Strong authentication. Health care organizations should move toward implementing strong authentication practices that provide greater security than individual logon IDs and passwords, such as single-session or encrypted authentication protocols and token-based authentication systems (described in Chapter 4).

Enterprise-wide authentication. Organizations should move toward enterprise-wide authentication systems in which users need to log on only once during each session and can access any of the systems, functions, or databases to which they have access privileges.

Access validation. Health care organizations should use software tools to help ensure that the information made available to users complies with their access privileges. Such tools, now under development, will scan the contents of a medical record to detect and mask particular units of information that a user is not authorized to see.

Expanded audit trails. All organizations that store, process, or collect health information should implement expanded audit trails.
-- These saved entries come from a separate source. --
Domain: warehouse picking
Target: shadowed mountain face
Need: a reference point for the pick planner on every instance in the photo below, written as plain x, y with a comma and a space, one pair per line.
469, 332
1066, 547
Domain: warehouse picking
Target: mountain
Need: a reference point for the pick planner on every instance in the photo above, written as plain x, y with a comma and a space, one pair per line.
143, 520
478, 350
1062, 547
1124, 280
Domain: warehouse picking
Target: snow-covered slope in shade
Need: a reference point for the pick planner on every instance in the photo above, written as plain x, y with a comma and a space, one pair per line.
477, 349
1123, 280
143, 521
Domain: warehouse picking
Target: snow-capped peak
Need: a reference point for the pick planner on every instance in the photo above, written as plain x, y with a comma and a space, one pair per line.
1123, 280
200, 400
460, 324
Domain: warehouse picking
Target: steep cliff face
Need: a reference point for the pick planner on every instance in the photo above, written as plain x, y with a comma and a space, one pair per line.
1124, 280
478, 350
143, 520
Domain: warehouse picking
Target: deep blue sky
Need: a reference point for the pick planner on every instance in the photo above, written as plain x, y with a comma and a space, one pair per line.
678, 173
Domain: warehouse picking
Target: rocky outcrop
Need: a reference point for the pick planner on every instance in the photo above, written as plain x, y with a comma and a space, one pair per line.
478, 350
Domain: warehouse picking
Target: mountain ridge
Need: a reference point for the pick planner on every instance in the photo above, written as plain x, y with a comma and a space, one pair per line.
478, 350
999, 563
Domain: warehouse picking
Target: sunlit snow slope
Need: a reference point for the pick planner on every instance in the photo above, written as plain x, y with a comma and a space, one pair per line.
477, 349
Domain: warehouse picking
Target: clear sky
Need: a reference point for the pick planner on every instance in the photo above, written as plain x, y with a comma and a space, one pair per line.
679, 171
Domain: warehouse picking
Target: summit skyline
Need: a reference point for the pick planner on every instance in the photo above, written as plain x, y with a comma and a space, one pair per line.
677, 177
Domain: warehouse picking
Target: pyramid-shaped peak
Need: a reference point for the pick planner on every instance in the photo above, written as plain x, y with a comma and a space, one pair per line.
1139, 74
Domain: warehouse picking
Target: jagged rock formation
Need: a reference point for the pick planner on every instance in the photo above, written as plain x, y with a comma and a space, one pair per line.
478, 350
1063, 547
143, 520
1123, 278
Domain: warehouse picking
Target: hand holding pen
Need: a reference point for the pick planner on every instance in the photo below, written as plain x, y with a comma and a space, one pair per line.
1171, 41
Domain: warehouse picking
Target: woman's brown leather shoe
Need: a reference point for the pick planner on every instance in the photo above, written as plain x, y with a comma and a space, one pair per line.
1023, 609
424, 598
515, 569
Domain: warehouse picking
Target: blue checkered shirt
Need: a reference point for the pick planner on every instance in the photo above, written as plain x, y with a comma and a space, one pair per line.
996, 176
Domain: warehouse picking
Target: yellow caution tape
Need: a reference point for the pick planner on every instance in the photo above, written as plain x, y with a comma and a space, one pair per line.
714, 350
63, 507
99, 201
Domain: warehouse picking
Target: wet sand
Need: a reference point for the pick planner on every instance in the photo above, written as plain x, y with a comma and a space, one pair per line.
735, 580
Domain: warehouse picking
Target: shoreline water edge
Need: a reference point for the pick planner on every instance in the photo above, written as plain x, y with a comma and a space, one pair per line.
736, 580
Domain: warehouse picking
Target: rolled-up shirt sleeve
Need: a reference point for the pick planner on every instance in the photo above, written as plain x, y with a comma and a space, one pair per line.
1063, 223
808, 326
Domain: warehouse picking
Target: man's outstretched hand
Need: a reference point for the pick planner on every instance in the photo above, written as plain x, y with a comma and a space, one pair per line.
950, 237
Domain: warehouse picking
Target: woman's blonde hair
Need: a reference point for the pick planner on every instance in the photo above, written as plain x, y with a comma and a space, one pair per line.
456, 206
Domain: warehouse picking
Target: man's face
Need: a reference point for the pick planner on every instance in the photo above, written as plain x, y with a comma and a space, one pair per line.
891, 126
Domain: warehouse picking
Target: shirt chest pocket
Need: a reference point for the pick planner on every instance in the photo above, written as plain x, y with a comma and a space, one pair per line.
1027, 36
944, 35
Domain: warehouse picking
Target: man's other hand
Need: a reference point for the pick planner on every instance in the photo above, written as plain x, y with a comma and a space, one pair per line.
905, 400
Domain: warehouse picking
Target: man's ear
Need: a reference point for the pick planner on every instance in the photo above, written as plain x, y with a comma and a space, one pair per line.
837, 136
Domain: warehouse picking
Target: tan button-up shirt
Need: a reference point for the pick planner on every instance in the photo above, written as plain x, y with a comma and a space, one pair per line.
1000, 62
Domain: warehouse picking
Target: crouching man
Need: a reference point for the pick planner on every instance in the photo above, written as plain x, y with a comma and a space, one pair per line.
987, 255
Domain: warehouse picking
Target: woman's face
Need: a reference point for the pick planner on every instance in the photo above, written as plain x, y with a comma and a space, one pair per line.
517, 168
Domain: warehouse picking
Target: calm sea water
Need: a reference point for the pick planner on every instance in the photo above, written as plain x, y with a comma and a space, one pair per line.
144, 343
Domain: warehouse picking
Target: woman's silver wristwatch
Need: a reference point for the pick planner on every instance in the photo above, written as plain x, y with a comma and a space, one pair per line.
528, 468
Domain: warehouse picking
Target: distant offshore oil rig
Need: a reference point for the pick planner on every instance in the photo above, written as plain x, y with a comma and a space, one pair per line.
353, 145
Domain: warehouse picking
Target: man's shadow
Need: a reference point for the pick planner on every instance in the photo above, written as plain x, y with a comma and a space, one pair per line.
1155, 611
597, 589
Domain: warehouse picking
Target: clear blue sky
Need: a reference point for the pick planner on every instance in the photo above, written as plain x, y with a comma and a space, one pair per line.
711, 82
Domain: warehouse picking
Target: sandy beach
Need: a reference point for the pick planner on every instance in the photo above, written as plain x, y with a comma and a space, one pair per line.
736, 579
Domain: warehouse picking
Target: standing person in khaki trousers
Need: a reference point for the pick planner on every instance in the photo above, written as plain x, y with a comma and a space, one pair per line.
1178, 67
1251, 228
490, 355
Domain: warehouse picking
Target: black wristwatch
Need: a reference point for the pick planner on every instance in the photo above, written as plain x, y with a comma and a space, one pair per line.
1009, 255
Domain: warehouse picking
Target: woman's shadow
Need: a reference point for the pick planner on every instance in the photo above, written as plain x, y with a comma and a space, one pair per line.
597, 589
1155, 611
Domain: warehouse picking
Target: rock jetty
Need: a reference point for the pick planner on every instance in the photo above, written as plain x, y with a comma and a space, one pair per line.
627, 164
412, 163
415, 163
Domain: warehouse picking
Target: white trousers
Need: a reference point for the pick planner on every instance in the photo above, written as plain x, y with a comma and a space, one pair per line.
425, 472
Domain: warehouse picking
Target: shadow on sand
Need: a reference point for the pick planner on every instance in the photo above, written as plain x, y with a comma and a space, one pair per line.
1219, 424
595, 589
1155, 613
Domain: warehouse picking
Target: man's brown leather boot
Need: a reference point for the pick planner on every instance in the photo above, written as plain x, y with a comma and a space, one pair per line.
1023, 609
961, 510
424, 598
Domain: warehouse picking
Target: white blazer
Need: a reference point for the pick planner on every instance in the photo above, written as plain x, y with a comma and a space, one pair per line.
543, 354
By 2001, all health care organizations should be able to maintain logs of all internal accesses to clinical information, especially if they begin to demand audit capabilities today. In the longer term, health care organizations should pursue the use of technologies and products that support interorganizational (ie., global) audit trails that allow all patient-identifiable health information to be traced as it passes through the health care complex.

Electronic authentication of records. To ensure the integrity of data contained in electronic medical records, all health care organizations that use computer-based systems to handle critical records and functions (such as entering physicians' orders) should use technologies for electronic authentication that will be capable of identifying individuals who enter or alter information in the electronic record.

Mechanisms to promote sharing of information about the vulnerabilities of health information systems and about practices for addressing these vulnerabilities could lead to long-term improvements in privacy and security throughout the industry.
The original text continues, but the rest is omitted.